The Republican-controlled Senate must now also back a $15 an hour minimum wage for the effort to move forward — something that, again, absolutely no one anticipates will actually happen. 

Instead, critics of a nationwide $15 an hour federal minimum wage claim that the increase would lead to a loss of more than a million jobs. 

But immediately after the House Vote on Thursday afternoon, longtime $15 an hour champion and 2020 presidential hopeful Senator Bernie Sanders (I-Vt), called on Senate Majority Leader  Mitch McConnell to allow a vote on the bill in the upper chamber. 

“If Senator McConnell wants to vote against that bill and explain to the people of Kentucky why he believes a $7.25 minimum wage is acceptable to him that is his prerogative,” Sanders said in a statement. “But he should not deny the rest of the Senate the opportunity to vote for this bill and increase wages for 40 million Americans. No one who has a job in America should be living in poverty. Let the Senate vote.” 

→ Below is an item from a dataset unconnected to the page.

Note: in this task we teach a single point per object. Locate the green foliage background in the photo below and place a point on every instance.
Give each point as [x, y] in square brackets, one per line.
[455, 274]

New 32BJ SEIU President Kyle Bragg issued a statement dedicating this week’s victory in the House to the advocacy work of his late predecessor Héctor Figueroa, who died suddenly on July 11. Bragg also vowed to keep pressing the fight to establish a federal $15 an hour minimum wage. 

“This landmark progress for working people should not stop at the Senate’s door,” Bragg said. “In honor of Héctor, we will fight like never before so that by 2020, we elect a majority of leaders in Washington who support a $15 minimum wage. The American people have had enough of the rigged system that has left the minimum wage the lowest it has been in 50 years. Today, the House listened to the majority of voters who support raising the wage to $15. Next year, voters will remember which members of Congress voted to balance the scales and lift millions of Americans out of poverty by supporting the $15 an hour minimum wage.”

Walker remains undeterred by Republican opposition as well

“We are focusing on the movement that we had in the past — and we’re going to move forward,” she vowed.